Many counties across the state show that the death of Mel Carnahan hasn't stopped people from sending in their absentee ballots. Seth Bachelier has more from Jefferson City.

Story:
RunTime:
OutCue: SOC

While Jean Carnahan decided Monday to run for the US Senate, Republicans turn to the implications of absentee ballots received when the position was open.

Some Republicans said by returning absentee ballots over the last two weeks, people were voting blindly.

Secretary of State Rebecca Cook disagrees.

Actuality:cook
RunTime: 12 seconds
OutCue: "to be doing."
Contents: Cook argues that the issues are what's important, not the personality representing them. So, Carnahan's death shouldn't suppress any voters.

Cook also defended voters by saying that many people in the Democratic party have the same vision as Mel Carnahan did, thereby making all absentee ballots helpful.

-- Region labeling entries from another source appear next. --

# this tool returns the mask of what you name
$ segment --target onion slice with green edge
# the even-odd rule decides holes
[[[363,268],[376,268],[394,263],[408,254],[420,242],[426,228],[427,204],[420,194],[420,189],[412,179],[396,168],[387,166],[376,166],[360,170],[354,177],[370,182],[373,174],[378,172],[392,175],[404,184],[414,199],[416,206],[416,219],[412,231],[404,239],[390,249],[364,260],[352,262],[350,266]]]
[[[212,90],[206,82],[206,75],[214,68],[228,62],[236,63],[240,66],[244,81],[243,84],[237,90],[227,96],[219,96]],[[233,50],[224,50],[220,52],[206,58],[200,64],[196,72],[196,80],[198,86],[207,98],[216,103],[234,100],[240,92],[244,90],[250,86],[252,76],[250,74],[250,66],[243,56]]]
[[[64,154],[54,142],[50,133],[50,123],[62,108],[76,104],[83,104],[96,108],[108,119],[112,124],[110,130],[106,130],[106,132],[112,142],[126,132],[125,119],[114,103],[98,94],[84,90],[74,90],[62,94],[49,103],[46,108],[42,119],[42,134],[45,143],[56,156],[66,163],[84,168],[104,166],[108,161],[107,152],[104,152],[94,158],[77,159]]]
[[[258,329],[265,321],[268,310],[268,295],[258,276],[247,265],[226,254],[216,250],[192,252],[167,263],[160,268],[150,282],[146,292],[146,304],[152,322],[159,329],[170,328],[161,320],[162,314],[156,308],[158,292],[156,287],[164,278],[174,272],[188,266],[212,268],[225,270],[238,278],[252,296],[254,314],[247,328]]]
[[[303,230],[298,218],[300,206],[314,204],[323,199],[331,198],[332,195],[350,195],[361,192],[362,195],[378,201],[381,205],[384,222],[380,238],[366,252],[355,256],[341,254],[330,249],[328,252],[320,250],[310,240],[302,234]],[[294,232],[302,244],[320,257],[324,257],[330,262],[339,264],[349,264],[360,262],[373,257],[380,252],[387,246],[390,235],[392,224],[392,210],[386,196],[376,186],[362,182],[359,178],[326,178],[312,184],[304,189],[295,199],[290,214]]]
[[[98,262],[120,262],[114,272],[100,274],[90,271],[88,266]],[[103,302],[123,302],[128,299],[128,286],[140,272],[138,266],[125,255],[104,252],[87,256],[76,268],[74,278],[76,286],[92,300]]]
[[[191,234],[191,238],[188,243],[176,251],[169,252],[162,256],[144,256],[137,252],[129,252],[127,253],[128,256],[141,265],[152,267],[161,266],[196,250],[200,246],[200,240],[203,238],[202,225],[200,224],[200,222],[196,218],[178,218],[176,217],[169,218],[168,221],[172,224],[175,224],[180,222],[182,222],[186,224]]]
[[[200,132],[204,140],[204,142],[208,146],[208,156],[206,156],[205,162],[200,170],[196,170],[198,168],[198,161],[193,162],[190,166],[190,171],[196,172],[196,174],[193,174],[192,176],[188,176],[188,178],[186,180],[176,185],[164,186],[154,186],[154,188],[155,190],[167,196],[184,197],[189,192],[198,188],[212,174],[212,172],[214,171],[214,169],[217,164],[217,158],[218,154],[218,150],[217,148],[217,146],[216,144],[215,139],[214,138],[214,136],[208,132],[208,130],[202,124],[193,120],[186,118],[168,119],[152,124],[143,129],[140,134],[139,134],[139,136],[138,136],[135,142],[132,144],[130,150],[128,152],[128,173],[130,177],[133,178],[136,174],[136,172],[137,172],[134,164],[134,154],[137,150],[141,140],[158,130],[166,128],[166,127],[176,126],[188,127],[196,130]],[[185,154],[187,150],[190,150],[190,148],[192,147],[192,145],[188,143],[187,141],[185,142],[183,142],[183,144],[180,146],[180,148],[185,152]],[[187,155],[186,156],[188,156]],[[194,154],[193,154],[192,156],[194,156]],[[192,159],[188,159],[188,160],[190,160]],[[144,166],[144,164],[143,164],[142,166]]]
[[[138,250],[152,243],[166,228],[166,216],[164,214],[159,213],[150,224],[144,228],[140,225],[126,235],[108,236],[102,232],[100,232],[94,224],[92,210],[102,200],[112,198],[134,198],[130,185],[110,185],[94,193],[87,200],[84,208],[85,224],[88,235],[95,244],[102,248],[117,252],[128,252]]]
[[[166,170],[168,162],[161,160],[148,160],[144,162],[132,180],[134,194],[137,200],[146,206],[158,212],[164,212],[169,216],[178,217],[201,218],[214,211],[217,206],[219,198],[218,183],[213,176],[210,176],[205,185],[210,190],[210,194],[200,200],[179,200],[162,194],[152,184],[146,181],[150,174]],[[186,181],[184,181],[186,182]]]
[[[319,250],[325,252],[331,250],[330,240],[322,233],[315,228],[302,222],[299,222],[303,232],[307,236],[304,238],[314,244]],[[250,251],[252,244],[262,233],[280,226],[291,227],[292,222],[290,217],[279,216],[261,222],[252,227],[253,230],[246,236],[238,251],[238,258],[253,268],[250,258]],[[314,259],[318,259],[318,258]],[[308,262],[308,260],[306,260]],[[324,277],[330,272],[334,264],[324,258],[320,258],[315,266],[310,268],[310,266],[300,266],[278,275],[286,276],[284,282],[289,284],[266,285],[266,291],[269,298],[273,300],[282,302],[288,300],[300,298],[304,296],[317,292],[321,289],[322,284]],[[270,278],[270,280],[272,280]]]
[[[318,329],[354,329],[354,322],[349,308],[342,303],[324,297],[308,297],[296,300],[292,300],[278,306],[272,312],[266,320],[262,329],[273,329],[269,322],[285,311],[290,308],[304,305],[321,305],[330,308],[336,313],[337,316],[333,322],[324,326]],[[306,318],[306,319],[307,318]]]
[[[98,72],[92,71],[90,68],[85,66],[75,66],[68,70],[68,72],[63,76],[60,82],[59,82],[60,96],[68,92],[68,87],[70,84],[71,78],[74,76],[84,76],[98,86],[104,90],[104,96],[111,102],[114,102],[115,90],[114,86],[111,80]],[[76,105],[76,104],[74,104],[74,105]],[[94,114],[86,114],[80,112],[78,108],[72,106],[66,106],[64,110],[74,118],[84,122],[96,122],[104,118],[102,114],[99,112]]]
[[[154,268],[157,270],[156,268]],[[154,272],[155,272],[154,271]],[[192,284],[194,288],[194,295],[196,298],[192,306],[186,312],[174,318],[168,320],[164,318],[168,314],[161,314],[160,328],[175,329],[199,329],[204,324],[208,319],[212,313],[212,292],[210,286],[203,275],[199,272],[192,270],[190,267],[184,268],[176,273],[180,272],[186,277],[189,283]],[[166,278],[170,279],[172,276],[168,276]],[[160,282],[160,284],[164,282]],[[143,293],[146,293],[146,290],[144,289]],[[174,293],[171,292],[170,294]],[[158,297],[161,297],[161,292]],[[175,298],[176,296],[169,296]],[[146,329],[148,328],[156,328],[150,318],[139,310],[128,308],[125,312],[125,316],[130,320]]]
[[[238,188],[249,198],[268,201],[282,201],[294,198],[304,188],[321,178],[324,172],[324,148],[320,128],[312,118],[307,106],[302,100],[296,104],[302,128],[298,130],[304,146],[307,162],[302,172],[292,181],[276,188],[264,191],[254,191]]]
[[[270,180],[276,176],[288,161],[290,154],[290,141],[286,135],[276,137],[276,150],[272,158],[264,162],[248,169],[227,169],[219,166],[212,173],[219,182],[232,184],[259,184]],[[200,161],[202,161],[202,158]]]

From Jefferson City, I'm Seth Bachelier.


While Jean Carnahan decided to run for the US Senate two weeks after her husbands death, many Republicans are turning to the implications of absentee ballots received while the position was open. Seth Bachelier has more from Jefferson City.

Story:
RunTime:
OutCue: SOC

Many counties across the state show the number of absentee ballots cast over the last two weeks has remained constant.

But, some Republicans say they feel that people sending absentee ballots in recently have been voting blindly.

Secretary of State Rebecca Cook disagrees saying the issues are important, not the personalities representing them.

Actuality:cook2
RunTime: 14 seconds
OutCue: "in his party."
Contents: Cook says many others see the same way Carnahan did, so it doesn't matter who takes the position, the vision will be the same.

Cook also said she was proud to cast an absentee ballot for Carnahan and she hopes people don't feel a vote for him is wasteful.

From Jefferson City, I'm Seth Bachelier.